L'Autorité de contrôle prudentiel (ACP), gendarme des banques, a infligé une amende de 10 millions d'euros (12,2 millions de francs) à UBS France. Elle lui reproche un certain "laxisme" dans le contrôle de pratiques commerciales susceptibles de relever du blanchiment de fraude fiscale.

La commission des sanctions de l'ACP, qui avait ouvert une procédure disciplinaire en avril 2012, a également prononcé un blâme à l'encontre de la filiale française de la grande banque suisse.

"La direction d'UBSF a été informée au plus tard à l'automne 2007 d'un grave risque de non-conformité susceptible de provoquer des poursuites judiciaires ou disciplinaires et de compromettre la réputation de l'établissement", a relevé la commission, constatant le "laxisme" des procédures appliquées à l'époque par la banque.

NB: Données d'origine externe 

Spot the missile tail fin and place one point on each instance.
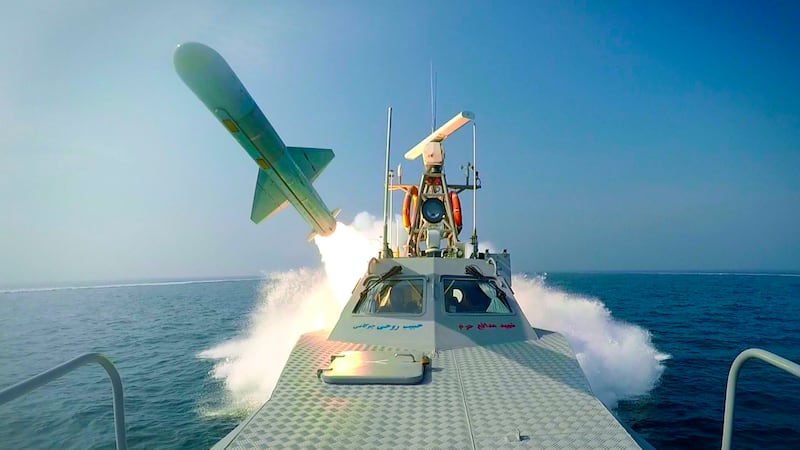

Prévenue de "graves soupçons pesant sur l'implication possible de son réseau commercial dans la facilitation d'opérations susceptibles d'être qualifiées de démarchage illicite et de blanchiment de fraude fiscale", la direction a néanmoins "attendu plus de 18 mois avant d'entreprendre la mise en place des procédures d'encadrement et de contrôle nécessaires pour remédier à ce risque de non-conformité de son activité transfrontalière", a poursuivi l'ACP.

Recours envisagé

La filiale hexagonale d'UBS a immédiatement réagi, en annonçant qu'elle envisageait de déposer un recours devant le Conseil d'Etat. Elle "déplore l'importance injustifiée" de l'amende "et le caractère contestable de nombreux motifs de la décision".

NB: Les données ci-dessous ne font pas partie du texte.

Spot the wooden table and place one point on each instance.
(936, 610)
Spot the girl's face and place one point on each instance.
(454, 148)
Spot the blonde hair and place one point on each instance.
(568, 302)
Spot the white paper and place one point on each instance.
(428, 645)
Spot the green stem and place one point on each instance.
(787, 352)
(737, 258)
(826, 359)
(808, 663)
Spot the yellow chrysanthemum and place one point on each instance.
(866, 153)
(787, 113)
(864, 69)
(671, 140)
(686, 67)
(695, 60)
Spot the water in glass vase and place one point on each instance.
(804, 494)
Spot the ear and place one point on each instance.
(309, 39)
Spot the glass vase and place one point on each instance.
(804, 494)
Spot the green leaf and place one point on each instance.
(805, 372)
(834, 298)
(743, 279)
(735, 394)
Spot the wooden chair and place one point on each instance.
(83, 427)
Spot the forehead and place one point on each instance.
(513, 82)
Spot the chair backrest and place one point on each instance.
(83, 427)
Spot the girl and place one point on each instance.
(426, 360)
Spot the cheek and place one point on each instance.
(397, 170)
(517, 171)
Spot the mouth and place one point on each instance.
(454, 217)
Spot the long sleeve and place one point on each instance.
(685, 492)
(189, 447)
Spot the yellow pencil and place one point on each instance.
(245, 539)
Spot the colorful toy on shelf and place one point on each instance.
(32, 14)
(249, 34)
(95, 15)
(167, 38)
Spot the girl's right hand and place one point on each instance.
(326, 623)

La banque a pris "acte de ce que la commission reconnaît dans sa décision que des mesures appropriées ont été prises pour renforcer ce dispositif de contrôle interne".

UBS a été mis en examen début juin. Elle est soupçonnée d'avoir mis en place en France un système de démarchage illégal de clients les incitant à ouvrir des comptes non déclarés en Suisse dans les années 2000. Cette mise en examen pour "démarchage illicite" est intervenue six jours après celle de sa filiale française pour "complicité de démarchage illicite".